Mitigation Of VLAN Hopping Attacks
Switched Spoofing VLAN Attack Mitigation:
The configuration of access ports should not be set to any of the following modes: “dynamic desirable“, “dynamic auto“, or “trunk“.
Manually set the configuration of all access ports and disable dynamic trunking protocol on all access ports with switch port mode access or switch port mode negotiation.
- switch1 (config) # interface gigabit ethernet 0/3
- Switch1(config-if) # switchport mode access
- Switch1(config-if)# exit
Manually set the configuration of all trunk ports and disable dynamic trunking protocol on all trunk ports with switch port mode trunk or switch port mode negotiation.
- Switch1(config)# interface gigabitethernet 0/4
- Switch1(config-if) # switchport trunk encapsulation dot1q
- Switch1(config-if) # switchport mode trunk
- Switch1(config-if) # switch port nonegotiate
Put all unused interfaces into a VLAN and then shut down all unused interfaces.
Double Tagging VLAN Attack Mitigation:
Do not put any host in the network on the default VLAN.
Create an unused VLAN to set and use it as the native VLAN for the trunk port.
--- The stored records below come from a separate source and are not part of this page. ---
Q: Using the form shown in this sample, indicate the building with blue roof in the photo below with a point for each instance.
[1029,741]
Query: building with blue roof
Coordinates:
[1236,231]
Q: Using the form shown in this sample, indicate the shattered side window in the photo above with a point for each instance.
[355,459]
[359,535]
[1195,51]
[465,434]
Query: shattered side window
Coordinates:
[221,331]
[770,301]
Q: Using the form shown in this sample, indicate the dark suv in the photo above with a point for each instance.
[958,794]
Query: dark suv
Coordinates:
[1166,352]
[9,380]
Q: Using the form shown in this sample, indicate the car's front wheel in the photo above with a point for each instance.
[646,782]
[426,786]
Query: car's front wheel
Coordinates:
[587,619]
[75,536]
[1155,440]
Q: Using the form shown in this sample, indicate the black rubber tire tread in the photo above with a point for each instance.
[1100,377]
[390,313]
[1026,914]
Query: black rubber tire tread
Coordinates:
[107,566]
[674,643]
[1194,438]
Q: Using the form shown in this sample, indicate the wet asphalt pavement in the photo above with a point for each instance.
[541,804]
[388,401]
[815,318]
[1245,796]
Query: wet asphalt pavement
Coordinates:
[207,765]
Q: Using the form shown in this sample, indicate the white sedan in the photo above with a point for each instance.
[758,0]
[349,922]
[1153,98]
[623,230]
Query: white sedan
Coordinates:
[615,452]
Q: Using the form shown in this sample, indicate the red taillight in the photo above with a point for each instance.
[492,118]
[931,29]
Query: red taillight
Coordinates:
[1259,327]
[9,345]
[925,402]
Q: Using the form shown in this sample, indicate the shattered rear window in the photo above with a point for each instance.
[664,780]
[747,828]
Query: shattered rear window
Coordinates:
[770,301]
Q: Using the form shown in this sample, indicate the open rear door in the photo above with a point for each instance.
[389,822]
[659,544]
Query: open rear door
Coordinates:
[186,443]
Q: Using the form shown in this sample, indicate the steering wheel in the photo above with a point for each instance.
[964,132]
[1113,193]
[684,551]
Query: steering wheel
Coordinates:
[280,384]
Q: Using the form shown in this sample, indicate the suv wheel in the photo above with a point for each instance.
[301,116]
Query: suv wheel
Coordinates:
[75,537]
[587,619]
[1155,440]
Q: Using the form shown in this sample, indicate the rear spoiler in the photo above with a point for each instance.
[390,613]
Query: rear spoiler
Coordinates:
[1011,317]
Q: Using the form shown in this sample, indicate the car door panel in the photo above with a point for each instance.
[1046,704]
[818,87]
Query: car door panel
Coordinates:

Likewise, please do it for all the trunk ports; the assigned VLAN is only used for native VLAN.
- Switch1(config)# interface gigabitethernet 0/4
- Switch1(config-if) # switchport trunk native VLAN 400
This attack allows malicious attackers to gain access to networks illegally. The attackers can then snip away passwords, personal information, or other protected data. Likewise, they can also install malware and spyware, spread trojan horses, worms, and viruses, or alter and even erase important information. The attacker can easily sniff through all the traffic coming from the network to use it for malicious purposes. It can also disrupt the traffic with unnecessary frames to an extent.
To conclude, it can be said beyond any doubt that a VLAN hopping attack is an enormous security threat. In order to mitigate these kinds of attacks, this article equips the reader with safety and preventive measures. Likewise, there is a constant need for extra and more advanced security measures that should be added to VLAN-based networks and improve network segments as security zones.